Iran’s military slammed “the illogical, irresponsible and spite-driven action of the European Union,” alleging the bloc was acting out of “obedience” to Tehran’s arch-foes the United States and Israel.
Iranian officials have blamed the recent protest wave on the two countries, claiming their agents spurred “riots” and a “terrorist operation” that hijacked peaceful rallies sparked over economic grievances.
Rights groups have said thousands of people were killed during the protests by security forces, including the IRGC — the ideological arm of Tehran’s military.
In Tehran on Thursday, citizens expressed grim resignation.
“I think the war is inevitable and a change must happen. It can be for worse, or better. I am not sure,” said a 29-year-old waitress, speaking on condition of anonymity for fear of reprisals.
“I am not in favor of war. I just want something to happen that would result in something better.”
Another 29-year-old woman, an unemployed resident of an upscale neighborhood in northern Tehran, said: “I believe that life has highs and lows and we are now at the lowest point.”
Trump had threatened military action if protesters were killed in the anti-government demonstrations that erupted in late December and peaked on January 8 and 9.
But his more recent statements have turned to Iran’s nuclear program, which the West believes is aimed at making an atomic bomb.

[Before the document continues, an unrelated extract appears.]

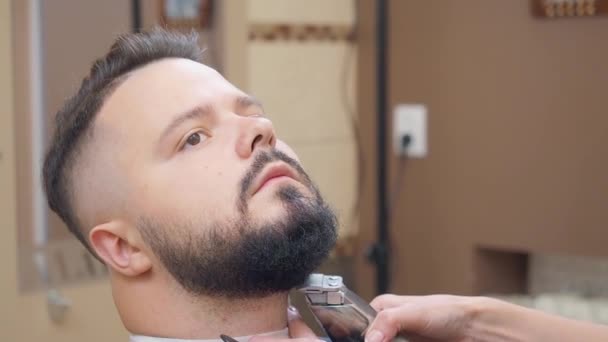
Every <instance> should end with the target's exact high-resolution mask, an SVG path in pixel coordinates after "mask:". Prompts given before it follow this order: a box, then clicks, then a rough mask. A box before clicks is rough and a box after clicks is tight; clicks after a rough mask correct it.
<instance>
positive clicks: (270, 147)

On Wednesday, he said “time is running out” for Tehran to make a deal, warning the US naval strike group that arrived in Middle East waters on Monday was “ready, willing and able” to hit Iran.
Conflicting tolls
The US-based Human Rights Activists News Agency (HRANA) said it has confirmed 6,479 people were killed in the protests, as Internet restrictions imposed on January 8 continue to slow verification.
But rights groups warn the toll is likely far higher, with estimates in the tens of thousands.
Iranian authorities acknowledge that thousands were killed during the protests, giving a toll of more than 3,000 deaths, but say the majority were members of the security forces or bystanders killed by “rioters.”
Billboards and banners have gone up in the capital Tehran to bolster the authorities’ messages. One massive poster appears to show an American aircraft carrier being destroyed.